„Königreich Deutschland“: Köln macht Reichsbürger-Kneipe dicht

Der Wirtin zufolge war die Kneipe einzig dem „Recht“ des „Königreichs“ unterstellt. Weil Genehmigung und Hygienekonzept fehlten, musste sie dennoch schließen.

Hahn zu: Die Stadt Köln hat eine illegale Kneipe aus dem Reichsbürger-Milieu geschlossen (Symbolbild).
Hahn zu: Die Stadt Köln hat eine illegale Kneipe aus dem Reichsbürger-Milieu geschlossen (Symbolbild).IMAGO/Gutschalk

Eine Kölner Gastwirtin ist mit dem Versuch, im Namen des „Königreichs Deutschland“ ein nicht zur Bundesrepublik zugehöriges Lokal zu führen, nach nur einem Tag gescheitert. Wie das Fachmedium Legal Tribune Online berichtet, hat die Stadt Köln die Kneipe rechtmäßig geschlossen und versiegelt. Dies bestätigte nun auch das nordrhein-westfälische Oberverwaltungsgericht in einem am Dienstag veröffentlichten Eilbeschluss.

Laut Behördenangaben habe die Frau keinerlei Genehmigungen gehabt, überhaupt ein Lokal zu betreiben. Auch habe „jegliche Bereitschaft“ gefehlt, die Gaststätte „unter Beachtung des geltenden deutschen Rechts“ zu führen. Laut der dem Reichsbürger-Milieu zuzuordnenden Wirtin sei auch nicht sie selbst, sondern allein das „Königreich Deutschland“ für die Kneipe verantwortlich gewesen.

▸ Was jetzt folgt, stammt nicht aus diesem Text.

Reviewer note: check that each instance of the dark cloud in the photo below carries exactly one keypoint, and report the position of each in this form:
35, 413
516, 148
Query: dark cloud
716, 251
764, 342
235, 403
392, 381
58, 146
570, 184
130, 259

Wirtin: Königreich ohne Corona-Maßnahmen

Nach Argumentation der Kölnerin handelte es sich bei der Lokalität nicht um eine Gaststätte, sondern um einen sogenannten Zweckbetrieb des besagten „Königreichs“ in Form eines vermeintlichen Vereinslokals. Als solches sollte es auch nur „Staatsangehörigen und Zugehörigen“ des Fantasiestaats offenstehen. Allerdings hätten auch Staatsgäste aus der Bundesrepublik die Kneipe besuchen dürfen – solange sie bereit wären, für die Zeit des Aufenthalts ebenfalls „dem Königreich zugehörig“ zu sein.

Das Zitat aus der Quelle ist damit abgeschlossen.